Day 12: Los Chiles, Costa Rica to San Carlos, Nicaragua
We got up early in Los Chiles and immediately found a bus leaving for the border with Nicaragua. I was getting sick of all of the border crossings we were making in this short period of time. While waiting to have our temperature taken on the Nicaraguan side, we found a brochure for a river lodge which happened to be the same one Kurt had found while researching this region on Wikitravel. We paid our necessary Nicaraguan immigration entrance fees and hopped in a van to the city of San Carlos. We endured an annoying ordeal trying to get Nicaraguan sim cards for our phones. Note to self: always stick with Movistar even if Claro has a better reputation in a country.
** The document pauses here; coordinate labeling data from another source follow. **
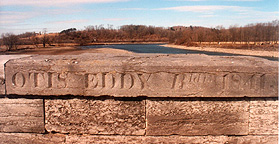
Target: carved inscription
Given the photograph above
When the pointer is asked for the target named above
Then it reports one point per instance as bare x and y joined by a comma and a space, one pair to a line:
198, 83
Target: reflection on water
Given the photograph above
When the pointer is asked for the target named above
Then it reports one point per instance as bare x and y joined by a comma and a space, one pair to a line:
156, 48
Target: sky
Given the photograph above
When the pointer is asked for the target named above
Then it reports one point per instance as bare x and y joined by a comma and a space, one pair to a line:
19, 16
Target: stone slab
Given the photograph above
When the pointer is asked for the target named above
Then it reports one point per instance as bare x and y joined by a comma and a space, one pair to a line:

By this time, we were starving. We had some lunch, found a German bakery, and bought tickets for the 3pm boat that would drop us at Grand River Lodge. The boat was narrow and long and operated like a bus on the water. I enjoyed the cool breeze on my face as we made our way through the romantic jungle. We landed on a long dock and walked at least five minutes over a suspended wooden boardwalk similar to one we walked on in San Francisco de Yarinacocha, Peru. A cabin was being prepared for us when we arrived. Exotic flowers arranged in the shape of a heart were left on our bed. When we settled in, I noticed there were five or six bats living in our cabin, which I have now come to see as a good sign. We dined on home-cooked Gallo Pinto and avocado and talked with a couple from France. That night, the four of us took a guided tour of the swamps on the property to see baby caymans. Their eyes glowed in the dark. I was so thankful when falling asleep that we made it to Nicaragua and now could travel more slowly like we normally do.